# Christmas Communion



## ABondSlaveofChristJesus (Dec 3, 2004)

It says on my schedule that this sunday night that the chapel in my college (which is manditory I go to) is having a Christmas communion.


----------



## Scott Bushey (Dec 3, 2004)

What is their definition of "communion"? Do they mean, a get-together? Surely it is not the table.


----------



## ABondSlaveofChristJesus (Dec 3, 2004)

Scott it is the table...


----------



## fredtgreco (Dec 3, 2004)

This is all too common today. The usurpation of the sacraments is the chief sin of parachurch organizations.


----------



## Scott (Dec 3, 2004)

Yes, it is no wonder that many evangelicals are seeing the institutional church as optional.


----------



## fredtgreco (Dec 3, 2004)

Sure - we don't need a minister to preach, since we can all "preach." Who needs a minister to administer the sacraments? And who needs any kind of discipline? The Four Spiritual Laws replacing the Three Marks.

Sigh...


----------



## VirginiaHuguenot (Dec 3, 2004)

"...mandatory..."

God alone is Lord of the conscience, and has left it free from the doctrines and commandments of men, which are, in any thing, contrary to His Word; or beside it, if matters of faith, or worship. So that, to believe such doctrines, or to obey such commands, out of conscience, is to betray true liberty of conscience: and the requiring of an implicit faith, and an absolute and blind obedience, is to destroy liberty of conscience, and reason also. (WCF, Chap. XX.II)


----------



## Scott Bushey (Dec 3, 2004)

"You willl sinnzzeee zee papa's olddd mannnn!"


----------



## puriteen18 (Dec 3, 2004)

A slightly similiar incident.....

There is a Tuesday night college "service" at one of the local churches where I go to school that my roomate has been attending. The teachings are for the most part upsetting to say the least. 
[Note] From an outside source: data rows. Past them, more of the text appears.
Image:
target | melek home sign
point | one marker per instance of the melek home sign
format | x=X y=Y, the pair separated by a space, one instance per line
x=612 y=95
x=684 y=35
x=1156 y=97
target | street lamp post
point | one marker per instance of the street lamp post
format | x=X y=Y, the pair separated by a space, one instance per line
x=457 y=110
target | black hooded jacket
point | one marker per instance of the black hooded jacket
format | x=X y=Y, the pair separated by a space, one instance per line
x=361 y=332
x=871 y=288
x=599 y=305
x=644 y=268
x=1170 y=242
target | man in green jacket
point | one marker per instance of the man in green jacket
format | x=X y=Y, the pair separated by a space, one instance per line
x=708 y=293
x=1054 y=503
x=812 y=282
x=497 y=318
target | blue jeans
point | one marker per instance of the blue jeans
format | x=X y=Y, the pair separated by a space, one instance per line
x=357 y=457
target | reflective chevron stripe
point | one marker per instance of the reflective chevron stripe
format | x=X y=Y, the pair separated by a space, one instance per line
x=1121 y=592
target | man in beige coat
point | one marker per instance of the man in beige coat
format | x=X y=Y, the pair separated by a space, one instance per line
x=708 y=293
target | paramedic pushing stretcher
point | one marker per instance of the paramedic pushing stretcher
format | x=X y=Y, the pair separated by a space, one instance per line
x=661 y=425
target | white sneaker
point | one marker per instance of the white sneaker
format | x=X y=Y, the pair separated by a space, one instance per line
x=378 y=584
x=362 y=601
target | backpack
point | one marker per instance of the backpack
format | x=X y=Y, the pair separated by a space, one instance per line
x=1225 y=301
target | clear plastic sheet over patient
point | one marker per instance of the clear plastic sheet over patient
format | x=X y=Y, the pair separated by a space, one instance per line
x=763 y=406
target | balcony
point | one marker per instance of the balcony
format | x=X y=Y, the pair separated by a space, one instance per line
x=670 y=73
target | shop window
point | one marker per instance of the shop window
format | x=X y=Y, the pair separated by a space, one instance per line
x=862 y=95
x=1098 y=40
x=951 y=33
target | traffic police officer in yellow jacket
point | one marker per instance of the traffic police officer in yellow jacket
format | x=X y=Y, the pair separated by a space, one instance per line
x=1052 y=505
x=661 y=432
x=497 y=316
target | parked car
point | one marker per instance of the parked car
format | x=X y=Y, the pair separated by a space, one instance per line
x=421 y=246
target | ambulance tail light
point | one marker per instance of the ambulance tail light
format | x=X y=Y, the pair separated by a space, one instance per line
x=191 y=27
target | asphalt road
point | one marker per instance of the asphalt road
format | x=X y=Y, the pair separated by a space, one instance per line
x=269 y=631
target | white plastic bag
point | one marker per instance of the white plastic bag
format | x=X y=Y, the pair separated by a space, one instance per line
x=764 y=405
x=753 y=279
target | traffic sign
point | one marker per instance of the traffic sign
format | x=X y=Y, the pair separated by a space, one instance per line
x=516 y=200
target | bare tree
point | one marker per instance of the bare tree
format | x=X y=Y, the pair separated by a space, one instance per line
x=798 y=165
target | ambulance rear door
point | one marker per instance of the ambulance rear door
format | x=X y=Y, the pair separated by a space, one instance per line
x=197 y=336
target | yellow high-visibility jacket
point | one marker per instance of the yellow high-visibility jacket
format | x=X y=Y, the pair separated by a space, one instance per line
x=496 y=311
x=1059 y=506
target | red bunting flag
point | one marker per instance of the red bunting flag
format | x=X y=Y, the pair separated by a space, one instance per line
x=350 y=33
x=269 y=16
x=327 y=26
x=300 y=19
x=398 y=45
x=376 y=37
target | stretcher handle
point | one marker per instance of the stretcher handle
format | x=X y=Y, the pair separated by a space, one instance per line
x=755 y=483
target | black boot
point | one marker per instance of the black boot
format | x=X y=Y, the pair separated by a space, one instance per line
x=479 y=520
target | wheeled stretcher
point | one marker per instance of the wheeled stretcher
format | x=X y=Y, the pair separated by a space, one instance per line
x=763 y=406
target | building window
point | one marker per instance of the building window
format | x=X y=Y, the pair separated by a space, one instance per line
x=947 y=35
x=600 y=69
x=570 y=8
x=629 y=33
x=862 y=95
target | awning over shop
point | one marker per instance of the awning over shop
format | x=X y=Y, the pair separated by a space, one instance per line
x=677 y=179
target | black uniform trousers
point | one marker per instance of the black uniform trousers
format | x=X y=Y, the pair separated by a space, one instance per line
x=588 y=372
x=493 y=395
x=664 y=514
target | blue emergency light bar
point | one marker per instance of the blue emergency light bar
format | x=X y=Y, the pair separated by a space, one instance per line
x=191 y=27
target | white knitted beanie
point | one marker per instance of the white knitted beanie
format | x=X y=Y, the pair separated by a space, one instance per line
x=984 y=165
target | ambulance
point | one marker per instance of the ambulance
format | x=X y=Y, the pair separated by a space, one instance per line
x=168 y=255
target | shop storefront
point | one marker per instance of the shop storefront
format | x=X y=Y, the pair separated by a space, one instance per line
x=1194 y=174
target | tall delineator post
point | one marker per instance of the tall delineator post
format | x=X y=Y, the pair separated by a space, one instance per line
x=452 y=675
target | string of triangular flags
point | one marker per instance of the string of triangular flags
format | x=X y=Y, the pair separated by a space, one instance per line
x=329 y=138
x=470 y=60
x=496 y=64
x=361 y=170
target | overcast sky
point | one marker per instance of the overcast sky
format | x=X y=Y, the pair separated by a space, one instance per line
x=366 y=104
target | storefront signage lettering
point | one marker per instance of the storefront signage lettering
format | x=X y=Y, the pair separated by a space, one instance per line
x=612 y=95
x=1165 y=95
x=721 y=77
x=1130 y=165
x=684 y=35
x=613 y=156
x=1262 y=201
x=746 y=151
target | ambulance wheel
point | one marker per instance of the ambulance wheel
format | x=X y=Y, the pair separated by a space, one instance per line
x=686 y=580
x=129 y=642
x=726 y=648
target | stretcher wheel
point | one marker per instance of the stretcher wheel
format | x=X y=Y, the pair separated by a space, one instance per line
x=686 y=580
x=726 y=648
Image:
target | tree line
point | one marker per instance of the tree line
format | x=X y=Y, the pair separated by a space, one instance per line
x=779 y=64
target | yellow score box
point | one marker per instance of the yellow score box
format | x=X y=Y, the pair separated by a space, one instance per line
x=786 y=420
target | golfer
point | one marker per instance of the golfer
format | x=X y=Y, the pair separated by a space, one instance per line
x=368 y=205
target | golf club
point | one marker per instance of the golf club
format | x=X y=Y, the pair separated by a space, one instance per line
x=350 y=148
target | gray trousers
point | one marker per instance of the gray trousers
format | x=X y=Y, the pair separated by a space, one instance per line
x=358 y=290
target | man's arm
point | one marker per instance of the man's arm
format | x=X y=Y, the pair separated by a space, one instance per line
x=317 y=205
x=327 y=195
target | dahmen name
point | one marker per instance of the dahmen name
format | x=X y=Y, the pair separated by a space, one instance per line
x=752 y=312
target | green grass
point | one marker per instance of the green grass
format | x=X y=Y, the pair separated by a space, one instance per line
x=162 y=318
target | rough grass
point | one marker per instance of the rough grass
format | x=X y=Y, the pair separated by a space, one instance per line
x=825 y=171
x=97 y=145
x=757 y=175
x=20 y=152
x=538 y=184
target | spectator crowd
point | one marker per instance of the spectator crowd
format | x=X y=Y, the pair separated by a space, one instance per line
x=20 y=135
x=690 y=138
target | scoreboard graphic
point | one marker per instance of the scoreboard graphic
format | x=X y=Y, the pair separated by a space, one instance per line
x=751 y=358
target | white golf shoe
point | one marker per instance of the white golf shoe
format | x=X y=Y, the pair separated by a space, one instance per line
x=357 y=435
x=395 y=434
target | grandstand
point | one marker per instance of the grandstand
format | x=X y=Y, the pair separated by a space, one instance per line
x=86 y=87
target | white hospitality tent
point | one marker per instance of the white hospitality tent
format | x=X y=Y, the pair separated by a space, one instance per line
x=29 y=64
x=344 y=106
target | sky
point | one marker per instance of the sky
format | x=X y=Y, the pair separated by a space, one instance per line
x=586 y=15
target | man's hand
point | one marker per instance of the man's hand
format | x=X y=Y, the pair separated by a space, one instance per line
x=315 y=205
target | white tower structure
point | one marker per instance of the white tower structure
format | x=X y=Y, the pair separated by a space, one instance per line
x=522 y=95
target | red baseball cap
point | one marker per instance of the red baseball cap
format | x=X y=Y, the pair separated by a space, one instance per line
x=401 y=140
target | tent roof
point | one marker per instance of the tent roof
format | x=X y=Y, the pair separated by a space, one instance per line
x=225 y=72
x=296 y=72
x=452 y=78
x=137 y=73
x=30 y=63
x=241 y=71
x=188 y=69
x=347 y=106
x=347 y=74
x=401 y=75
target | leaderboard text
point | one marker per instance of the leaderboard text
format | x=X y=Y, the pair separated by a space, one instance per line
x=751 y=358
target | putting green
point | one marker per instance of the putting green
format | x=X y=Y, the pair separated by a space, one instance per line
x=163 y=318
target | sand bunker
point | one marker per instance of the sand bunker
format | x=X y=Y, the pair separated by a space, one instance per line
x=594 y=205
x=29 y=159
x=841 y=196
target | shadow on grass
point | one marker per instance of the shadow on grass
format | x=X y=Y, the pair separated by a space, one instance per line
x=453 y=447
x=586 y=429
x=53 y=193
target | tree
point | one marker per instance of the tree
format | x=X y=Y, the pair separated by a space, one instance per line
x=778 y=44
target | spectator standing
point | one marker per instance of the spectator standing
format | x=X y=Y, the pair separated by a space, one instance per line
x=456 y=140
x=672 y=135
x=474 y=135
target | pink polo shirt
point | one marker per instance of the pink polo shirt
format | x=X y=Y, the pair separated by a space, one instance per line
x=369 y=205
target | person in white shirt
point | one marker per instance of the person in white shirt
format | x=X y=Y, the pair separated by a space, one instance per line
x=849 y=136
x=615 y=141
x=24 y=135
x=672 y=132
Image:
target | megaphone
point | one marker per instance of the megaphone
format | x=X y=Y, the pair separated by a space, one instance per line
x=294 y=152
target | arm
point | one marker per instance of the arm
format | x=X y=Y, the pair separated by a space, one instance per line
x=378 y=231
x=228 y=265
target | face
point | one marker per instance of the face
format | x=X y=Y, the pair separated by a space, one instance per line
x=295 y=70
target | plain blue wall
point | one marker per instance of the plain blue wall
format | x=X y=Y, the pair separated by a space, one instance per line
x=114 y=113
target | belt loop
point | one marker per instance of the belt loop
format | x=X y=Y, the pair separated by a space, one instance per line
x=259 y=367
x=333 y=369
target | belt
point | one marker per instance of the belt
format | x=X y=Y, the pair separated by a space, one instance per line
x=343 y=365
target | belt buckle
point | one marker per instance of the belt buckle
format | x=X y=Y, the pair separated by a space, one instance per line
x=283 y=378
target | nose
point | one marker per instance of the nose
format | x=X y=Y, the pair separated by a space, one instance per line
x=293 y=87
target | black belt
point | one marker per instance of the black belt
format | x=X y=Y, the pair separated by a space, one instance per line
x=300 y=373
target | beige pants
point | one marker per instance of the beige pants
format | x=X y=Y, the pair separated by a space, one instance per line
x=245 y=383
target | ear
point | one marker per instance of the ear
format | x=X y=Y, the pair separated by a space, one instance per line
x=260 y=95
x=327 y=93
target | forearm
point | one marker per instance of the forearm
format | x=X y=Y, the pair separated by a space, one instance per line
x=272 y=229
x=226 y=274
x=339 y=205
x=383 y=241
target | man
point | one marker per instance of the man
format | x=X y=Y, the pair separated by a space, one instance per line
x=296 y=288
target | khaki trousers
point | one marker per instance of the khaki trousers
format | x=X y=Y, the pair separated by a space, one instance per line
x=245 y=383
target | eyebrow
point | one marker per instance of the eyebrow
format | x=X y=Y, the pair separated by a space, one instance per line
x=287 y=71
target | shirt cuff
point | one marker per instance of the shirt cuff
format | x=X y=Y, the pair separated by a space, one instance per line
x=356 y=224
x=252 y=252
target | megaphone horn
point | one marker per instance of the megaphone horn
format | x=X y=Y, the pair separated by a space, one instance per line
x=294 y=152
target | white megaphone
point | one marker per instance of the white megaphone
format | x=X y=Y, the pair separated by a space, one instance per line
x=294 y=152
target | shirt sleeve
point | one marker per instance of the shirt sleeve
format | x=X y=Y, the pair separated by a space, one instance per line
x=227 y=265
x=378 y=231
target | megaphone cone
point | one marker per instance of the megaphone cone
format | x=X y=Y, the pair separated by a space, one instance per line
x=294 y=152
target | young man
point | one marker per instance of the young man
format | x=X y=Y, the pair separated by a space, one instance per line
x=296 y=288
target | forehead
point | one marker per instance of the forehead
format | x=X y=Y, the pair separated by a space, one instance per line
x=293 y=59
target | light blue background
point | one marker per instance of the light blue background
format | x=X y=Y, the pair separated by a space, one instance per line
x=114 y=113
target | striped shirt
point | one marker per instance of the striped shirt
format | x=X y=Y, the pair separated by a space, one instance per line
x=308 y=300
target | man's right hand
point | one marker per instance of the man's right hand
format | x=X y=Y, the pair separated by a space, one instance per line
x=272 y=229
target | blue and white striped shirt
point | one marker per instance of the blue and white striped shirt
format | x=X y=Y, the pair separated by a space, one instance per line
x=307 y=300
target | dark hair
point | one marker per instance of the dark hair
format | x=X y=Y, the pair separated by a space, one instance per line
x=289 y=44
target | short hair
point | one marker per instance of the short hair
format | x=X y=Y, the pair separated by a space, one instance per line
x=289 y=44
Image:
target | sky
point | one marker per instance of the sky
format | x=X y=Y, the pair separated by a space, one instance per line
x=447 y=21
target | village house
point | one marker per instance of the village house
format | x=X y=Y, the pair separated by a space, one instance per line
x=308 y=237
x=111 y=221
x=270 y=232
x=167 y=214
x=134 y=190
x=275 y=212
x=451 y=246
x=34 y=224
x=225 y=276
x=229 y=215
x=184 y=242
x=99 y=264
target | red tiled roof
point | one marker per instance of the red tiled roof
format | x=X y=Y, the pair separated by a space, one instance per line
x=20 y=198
Anyway, everyone is welcome there. There are Methodists, Baptists, I'm sure some Presbyterians USA, and "instrumental" Church of Christ.

They announced that they would be celebrating Communion next week. It is rather disgusting.


----------



## pastorway (Dec 3, 2004)

Just because you have to go doesn;t mean that you have to partake!

Examine yourself and if they ask, simply reply that you found yourself unworthy to partake of _their_ communion.

Phillip


----------



## WrittenFromUtopia (Dec 3, 2004)

My gosh. Surely they're not serious. You have got to be kidding me.


----------